Data mining primarily involves the extraction or discovery of useful patterns of information for various applications; it has become an important field in recent times. With this importance in mind, Larose has started a series on data mining, initially consisting of three volumes, two of which have already been published. This book is the second volume, and advances the knowledge laid by the first and third [1,2].

This book follows a white box approach, where the reader is walked through the various algorithms using specific examples applied to large data sets. Further, there are excellent exercises, which are divided into concept clarification, working with data, and hands-on analysis. Several commonly available programs such as Clementine, SPSS, Minitab, and Weka, are used in the book; the use of Weka should be particularly welcome, as it is open-source software.

The book is divided into seven chapters. Each chapter is preceded by introductory material and ends with a summary, useful references, and exercises. The first chapter focuses on dimension reduction methods, specifically principal component analysis, and its variant, factor analysis. The necessity for dimension reduction is explained before discussing these methods. An interesting aspect of this chapter is the brief discussion of user-defined composite as a method for dimension reduction, as there are not many texts that address this method explicitly.

The next chapter is on regression modeling, where only simple linear regression methods (that is, a single input predictor variable is used to predict a single output response variable) are discussed. The last part of the chapter is on simple transformations, such as the use of logarithms, to convert relationships between parameters from nonlinear to linear (not to be confused with nonlinear/linear analysis in signal and system courses).

Chapter 3 extends the material discussed in the previous chapter by including regression methods where there is more than one input predictor variable. The multiple regression model is discussed with several related topics: inferencing, regression with categorical predictors, multicollinearity, and variable selection methods. The use of principal components as predictors is also discussed. In the following chapter, a further extension of regression techniques is covered: logistic regression methods are used to treat situations with categorical response variables.

Bayesian statistics, which assumes the data is known and the parameters are random variables, is covered in chapter 5. First, the difference between Bayesian and classical statistics is introduced. The maximum a posteriori classification method is explained using a simple example. This is followed by naive Bayes classification, which is suitable for a higher number of predictor and target variables. Finally, Bayesian belief networks, an extension of naive Bayes classification, are covered.

Chapter 6 is on genetic algorithms (GAs) where both binary and continuous-based (real-valued) chromosomes are described. The basic principles behind GAs are explained. The sections on enhancements to the standard selection and crossover operators are very useful. Several variations of the crossover operators are described; however, Larose does not cover the inversion operator, which is useful in some applications (like the traveling salesman problem). A Weka hands-on application obtains optimal neural network weights using GAs.

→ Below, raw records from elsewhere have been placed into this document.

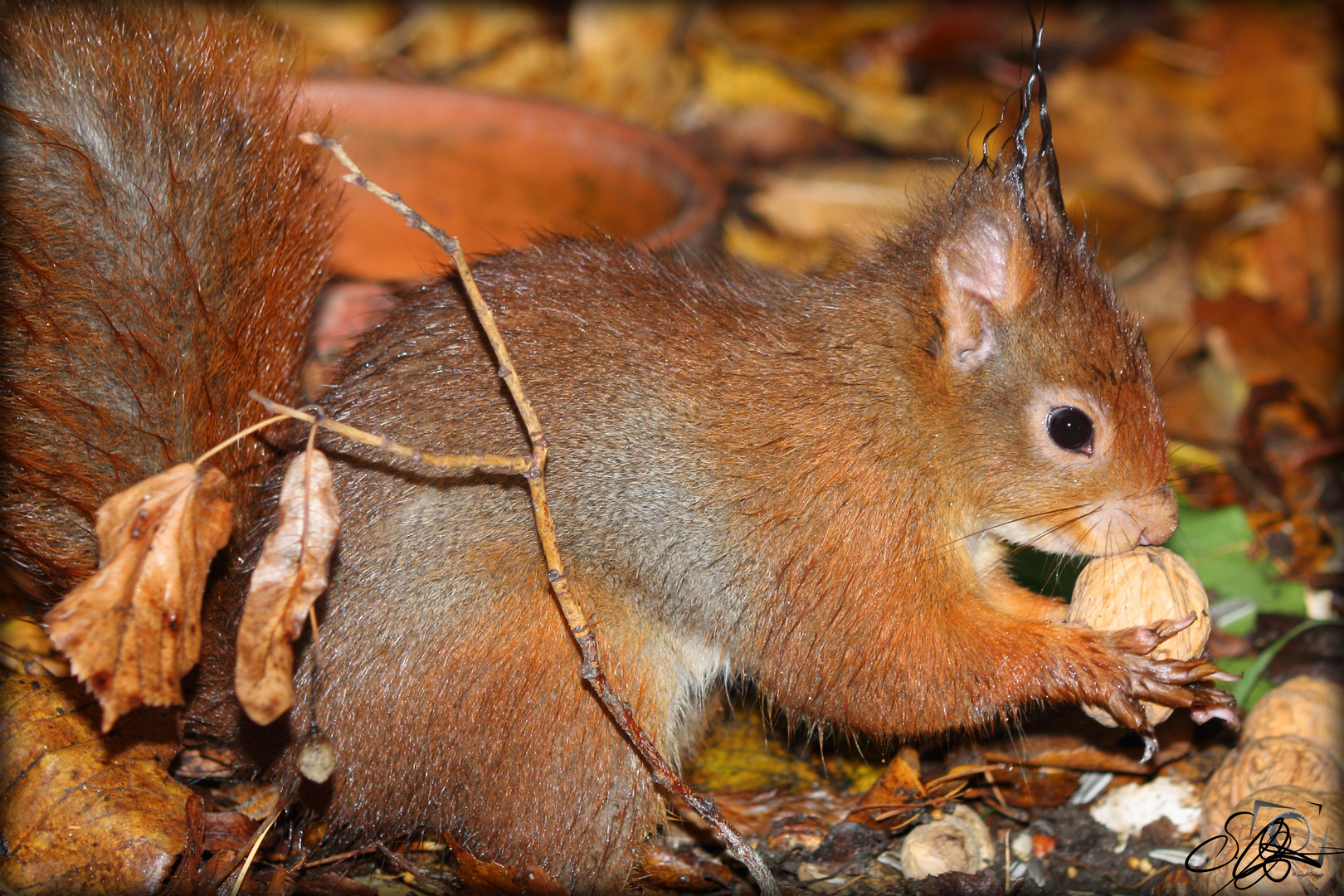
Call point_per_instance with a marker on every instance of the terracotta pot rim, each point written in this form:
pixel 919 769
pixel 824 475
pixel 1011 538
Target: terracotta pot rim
pixel 704 197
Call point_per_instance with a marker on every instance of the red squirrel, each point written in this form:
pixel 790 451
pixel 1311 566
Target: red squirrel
pixel 808 484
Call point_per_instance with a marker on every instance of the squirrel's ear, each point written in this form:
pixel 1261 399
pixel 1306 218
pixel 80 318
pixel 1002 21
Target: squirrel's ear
pixel 976 289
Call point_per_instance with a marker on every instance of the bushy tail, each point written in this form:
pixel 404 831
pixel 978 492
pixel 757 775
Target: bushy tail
pixel 162 241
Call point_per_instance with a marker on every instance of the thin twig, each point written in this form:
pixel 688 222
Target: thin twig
pixel 251 853
pixel 574 617
pixel 238 436
pixel 442 461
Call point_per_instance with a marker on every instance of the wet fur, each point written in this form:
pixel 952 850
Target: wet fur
pixel 786 481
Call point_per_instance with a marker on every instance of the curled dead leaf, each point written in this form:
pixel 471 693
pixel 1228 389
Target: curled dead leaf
pixel 492 879
pixel 290 578
pixel 132 629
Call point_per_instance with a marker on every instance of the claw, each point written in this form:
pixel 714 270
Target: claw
pixel 1227 713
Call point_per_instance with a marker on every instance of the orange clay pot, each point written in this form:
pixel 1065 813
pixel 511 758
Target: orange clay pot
pixel 502 171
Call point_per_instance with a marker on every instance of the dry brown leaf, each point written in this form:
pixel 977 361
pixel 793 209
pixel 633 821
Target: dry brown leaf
pixel 132 629
pixel 492 879
pixel 290 577
pixel 84 813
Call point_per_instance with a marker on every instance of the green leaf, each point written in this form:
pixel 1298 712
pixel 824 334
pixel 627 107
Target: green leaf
pixel 1216 543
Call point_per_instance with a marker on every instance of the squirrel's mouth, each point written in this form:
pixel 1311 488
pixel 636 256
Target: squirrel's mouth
pixel 1097 528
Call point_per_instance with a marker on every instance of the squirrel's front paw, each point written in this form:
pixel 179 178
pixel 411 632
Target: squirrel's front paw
pixel 1168 683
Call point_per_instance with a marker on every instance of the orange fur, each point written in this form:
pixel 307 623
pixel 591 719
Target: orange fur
pixel 802 483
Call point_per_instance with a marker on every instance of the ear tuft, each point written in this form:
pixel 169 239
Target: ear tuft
pixel 975 286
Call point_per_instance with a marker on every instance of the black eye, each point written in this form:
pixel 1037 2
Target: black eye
pixel 1070 429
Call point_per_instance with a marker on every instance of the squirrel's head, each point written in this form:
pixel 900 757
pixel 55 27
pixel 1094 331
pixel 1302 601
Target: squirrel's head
pixel 1040 377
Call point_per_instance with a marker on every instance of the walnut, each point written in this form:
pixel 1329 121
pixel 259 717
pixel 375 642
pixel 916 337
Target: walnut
pixel 1137 589
pixel 1261 763
pixel 1313 811
pixel 1311 709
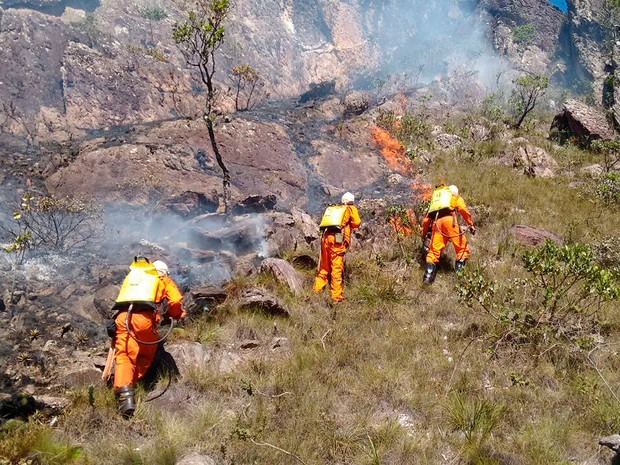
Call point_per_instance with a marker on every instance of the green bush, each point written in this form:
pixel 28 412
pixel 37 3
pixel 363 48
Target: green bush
pixel 606 187
pixel 524 34
pixel 560 299
pixel 52 223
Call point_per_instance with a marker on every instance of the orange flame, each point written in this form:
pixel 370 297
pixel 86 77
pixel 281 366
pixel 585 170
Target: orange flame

The final chapter treats a detailed case study of “Modeling Response to Direct Mail Marketing,” which was carried out using the cross-industry standard process for data mining. The six phases involved in the standard are business understanding, data understanding, data preparation, modeling, evaluation, and deployment. Each is described along with several appropriate methods. However, some of the methods, such as C5.0 and CART, were applied using Clementine software and may seem like “black box” material to the general reader.

The material is easy to read, and does not require an extensive mathematics background or lots of programming experience. A basic understanding of statistics would probably be beneficial, as the book is oriented toward statistical data mining (with three chapters dedicated to regression analysis and one on Bayesian, though there is a chapter on GAs). The use of other open-source software, such as Scilab or Octave (open-source versions of MATLAB), along with some technical hands-on examples, could have attracted readers with an engineering or computer science background.

Overall, the book is interesting to read, and the methods will be useful for data mining researchers working with one or more of the discussed approaches. Some or all of the text could also be adapted for advanced undergraduate or graduate-level teaching. There is a companion Web site (www.dataminingconsultant.com) that provides an array of teaching resources, should an instructor decide to adopt the book.